In fact, Brigham was shown the door at the Feb. 16 meeting after he mentioned Ageton’s campaign contributions, and at least one council member told him to avoid “personal attacks.”
If he had been allowed to continue speaking at that meeting, Brigham says he would have raised concerns about Ageton accepting campaign contributions from the Junior Academy developer and then supporting the area plan for that development.

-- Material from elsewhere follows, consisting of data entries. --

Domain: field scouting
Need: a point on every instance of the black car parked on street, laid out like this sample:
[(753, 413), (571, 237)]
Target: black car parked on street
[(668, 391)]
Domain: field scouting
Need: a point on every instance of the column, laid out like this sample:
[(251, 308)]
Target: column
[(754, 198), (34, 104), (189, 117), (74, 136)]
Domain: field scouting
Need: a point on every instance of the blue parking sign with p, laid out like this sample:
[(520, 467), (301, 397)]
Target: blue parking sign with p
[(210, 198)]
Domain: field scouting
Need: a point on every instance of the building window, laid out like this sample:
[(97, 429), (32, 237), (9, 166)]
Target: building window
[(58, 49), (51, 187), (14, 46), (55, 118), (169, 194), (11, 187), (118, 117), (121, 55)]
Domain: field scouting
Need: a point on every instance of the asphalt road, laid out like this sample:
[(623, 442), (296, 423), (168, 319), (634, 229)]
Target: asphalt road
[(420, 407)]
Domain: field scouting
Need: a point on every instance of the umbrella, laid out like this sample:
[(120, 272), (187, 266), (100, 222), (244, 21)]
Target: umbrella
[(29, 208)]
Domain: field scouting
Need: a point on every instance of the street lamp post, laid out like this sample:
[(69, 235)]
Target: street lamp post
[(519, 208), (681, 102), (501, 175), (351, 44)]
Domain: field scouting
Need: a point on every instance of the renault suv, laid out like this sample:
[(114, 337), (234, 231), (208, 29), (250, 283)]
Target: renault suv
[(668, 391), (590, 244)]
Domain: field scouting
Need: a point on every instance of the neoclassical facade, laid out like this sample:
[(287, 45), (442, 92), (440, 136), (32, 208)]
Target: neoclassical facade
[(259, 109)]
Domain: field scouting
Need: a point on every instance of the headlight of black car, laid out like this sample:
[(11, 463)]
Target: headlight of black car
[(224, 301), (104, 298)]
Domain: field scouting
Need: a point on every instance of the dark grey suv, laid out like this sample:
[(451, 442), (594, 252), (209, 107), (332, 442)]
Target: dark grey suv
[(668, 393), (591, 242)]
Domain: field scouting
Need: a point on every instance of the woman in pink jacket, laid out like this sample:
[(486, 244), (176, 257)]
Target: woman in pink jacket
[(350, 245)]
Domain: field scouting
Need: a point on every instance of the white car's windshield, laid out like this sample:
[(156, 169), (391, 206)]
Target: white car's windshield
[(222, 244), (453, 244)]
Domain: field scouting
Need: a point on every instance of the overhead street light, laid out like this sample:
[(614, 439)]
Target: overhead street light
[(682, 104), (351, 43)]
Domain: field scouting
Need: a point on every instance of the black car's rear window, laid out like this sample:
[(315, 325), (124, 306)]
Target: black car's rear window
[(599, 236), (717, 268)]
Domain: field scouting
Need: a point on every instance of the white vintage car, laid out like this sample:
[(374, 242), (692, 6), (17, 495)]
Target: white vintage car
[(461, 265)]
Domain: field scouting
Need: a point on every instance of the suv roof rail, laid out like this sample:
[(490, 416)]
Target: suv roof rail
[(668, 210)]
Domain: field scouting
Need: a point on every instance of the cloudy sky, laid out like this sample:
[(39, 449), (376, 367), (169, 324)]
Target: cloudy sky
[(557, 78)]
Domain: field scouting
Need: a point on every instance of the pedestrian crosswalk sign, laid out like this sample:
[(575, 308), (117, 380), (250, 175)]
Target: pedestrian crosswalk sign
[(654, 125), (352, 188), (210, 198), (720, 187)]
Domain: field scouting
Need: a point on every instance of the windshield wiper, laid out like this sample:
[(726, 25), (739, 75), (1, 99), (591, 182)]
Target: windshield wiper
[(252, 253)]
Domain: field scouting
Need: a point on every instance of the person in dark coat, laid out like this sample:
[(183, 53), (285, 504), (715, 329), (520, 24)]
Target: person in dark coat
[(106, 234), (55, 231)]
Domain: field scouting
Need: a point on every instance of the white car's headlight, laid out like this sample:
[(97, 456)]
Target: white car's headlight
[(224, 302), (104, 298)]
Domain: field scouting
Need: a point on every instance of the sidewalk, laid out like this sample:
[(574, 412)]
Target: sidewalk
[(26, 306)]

He says he would have proposed creating a conflict-of-interest ordinance to avoid such situations in the future.
If he had not been removed, Brigham says, he also would have pointed out the hypocrisy of council member George Karakehian telling the Wall Street Journal last month that he keeps his downtown art gallery doors open even when his heat or air conditioning is running — while serving a city government that bends over backwards to promote environmental efforts and sustainability.
He calls himself “the first test case” of certain council members’ desire to reduce the public’s ability to criticize them, a desire that he says was evident at the January retreat.

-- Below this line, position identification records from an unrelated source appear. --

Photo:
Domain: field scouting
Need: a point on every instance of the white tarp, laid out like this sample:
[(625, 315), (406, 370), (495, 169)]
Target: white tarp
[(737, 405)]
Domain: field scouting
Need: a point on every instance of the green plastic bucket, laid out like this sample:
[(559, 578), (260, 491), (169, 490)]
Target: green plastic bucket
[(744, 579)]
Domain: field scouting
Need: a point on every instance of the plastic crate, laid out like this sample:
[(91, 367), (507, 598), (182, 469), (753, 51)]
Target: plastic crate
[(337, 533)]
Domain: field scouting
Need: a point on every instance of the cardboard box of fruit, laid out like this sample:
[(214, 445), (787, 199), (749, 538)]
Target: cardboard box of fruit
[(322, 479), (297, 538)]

Brigham also says wearing only his boxer shorts was not just meant to poke fun at the council’s recent efforts to rein in public nudity, but was also a way to exercise his free-speech rights.
He says he — and the American Civil Liberties Union — are considering taking legal action because of his removal and arrest.

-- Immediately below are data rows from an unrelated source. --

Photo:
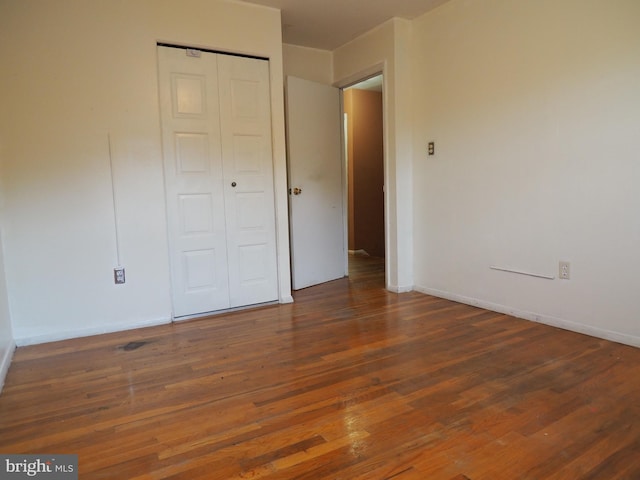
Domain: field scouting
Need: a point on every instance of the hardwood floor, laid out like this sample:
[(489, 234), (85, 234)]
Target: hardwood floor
[(349, 382)]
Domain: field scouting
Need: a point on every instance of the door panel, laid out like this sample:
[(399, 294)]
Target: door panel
[(315, 168)]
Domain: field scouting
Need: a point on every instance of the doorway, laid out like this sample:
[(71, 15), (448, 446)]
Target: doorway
[(364, 156)]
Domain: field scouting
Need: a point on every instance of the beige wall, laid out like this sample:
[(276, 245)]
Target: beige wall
[(90, 72), (533, 107)]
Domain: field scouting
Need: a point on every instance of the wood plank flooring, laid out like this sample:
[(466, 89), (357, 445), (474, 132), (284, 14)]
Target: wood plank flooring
[(349, 382)]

Brigham claims he not only e-mailed his comments to city officials the morning before the Feb. 16 meeting, but called the Boulder County Sheriff ’s Office and Boulder Police Department to make sure it was OK to wear only his boxers at the meeting.
Asked whether he has any other stunts planned for the near future, he says, “I’m going to lay low for a little while here. I still want to give my opinion, but I think I made my point.”
It’s not the first time council members have reacted to Brigham defensively. In fall 2008, police officers begin providing security at council meetings, and Brigham says it was due in part to him walking up to the council desk to hand some written comments to then-Mayor Shaun McGrath, who felt threatened by Brigham’s approach.
City officials’ reaction may be due in part to his mental illness. Brigham, who is manic depressive and bipolar, acknowledges that he tends to “lose a sense of reality” at times.
“The city wants to characterize me as a madman,” he says, adding that city council members are now saying things like, “Seth was in his boxer shorts, who knows what he could do next?” But he maintains that he is no danger to anyone.
He says he knows when he gets psychotic and sick enough to check himself into the hospital.
“When I get disoriented, I get scared, and I call the police because I think someone is following me,” Brigham says. “I’m not a danger. I haven’t hit anybody since I was 12 years old. … The idea that they’re threatened by me physically is ludicrous.”
He suggests that there be less focus on his boxers and more focus on what he sees as a dangerous pattern being set by city council.
“It’s not about me,” Brigham says. “It’s about the future of public speaking. The council’s past actions show that free speech is threatened.
“But I didn’t expect to get arrested.”